With both houses of Congress in a crucial joint session, the crowds that first approached the Capitol’s outer fence were no larger than the department deals with routinely. Yet within minutes, the outer fence lines had collapsed and officers were in full-blown retreat. The mob surged into the building and soon had almost free run of the place, rifling through the Parliamentarian’s office, taking mail from the hastily abandoned office of House Speaker Nancy Pelosi, and carrying away or destroying all manner of objects. Rioters with Confederate flags strode past oil paintings of Civil War leaders. For the better part of the 3 p.m. hour Wednesday, overwhelmed officers seemed to evaporate, ceding the building to the invaders.

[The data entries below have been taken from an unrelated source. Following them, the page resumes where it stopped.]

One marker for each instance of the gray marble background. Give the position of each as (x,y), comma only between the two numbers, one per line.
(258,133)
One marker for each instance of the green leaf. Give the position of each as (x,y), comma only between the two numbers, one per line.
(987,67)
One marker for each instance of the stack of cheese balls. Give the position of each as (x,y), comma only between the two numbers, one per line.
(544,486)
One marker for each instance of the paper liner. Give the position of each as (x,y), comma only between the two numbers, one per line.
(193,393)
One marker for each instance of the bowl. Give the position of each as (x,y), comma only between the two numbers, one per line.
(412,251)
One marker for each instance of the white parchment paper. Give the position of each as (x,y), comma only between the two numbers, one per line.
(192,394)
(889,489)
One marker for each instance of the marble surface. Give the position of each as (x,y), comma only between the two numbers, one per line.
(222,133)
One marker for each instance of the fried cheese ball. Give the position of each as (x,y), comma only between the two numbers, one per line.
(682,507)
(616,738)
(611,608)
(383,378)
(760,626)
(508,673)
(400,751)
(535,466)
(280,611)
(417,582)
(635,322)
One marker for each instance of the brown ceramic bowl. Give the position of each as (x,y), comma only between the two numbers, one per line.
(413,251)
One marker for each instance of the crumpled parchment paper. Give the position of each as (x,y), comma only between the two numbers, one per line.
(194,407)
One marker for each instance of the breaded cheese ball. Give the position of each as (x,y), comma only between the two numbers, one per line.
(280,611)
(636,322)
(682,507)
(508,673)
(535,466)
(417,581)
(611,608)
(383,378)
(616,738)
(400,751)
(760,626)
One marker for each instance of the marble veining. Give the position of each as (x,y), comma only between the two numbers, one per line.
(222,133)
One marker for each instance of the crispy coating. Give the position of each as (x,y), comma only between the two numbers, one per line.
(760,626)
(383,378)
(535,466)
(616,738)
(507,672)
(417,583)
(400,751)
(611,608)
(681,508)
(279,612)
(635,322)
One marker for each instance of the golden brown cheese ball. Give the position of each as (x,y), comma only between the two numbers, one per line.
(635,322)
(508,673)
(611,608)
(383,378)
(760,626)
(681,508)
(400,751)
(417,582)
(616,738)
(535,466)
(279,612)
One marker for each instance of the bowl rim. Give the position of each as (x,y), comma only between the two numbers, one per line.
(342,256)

Through the afternoon Wednesday and through Thursday, current and former major city police chiefs traded puzzled and worried calls, all amazed at the assault on—and stunningly easy fall of—one of the world’s supposedly most secure buildings.

It wasn’t just the building that had them horrified. In the past two decades, the Capitol Police has grown into one of the largest, best-funded and most single-focus police departments in the country, with a budget of more than $460 million and around 2,000 sworn officers to guard just 2 square miles of the capital. (By comparison, that’s half the size of the entire police force for Washington, D.C.)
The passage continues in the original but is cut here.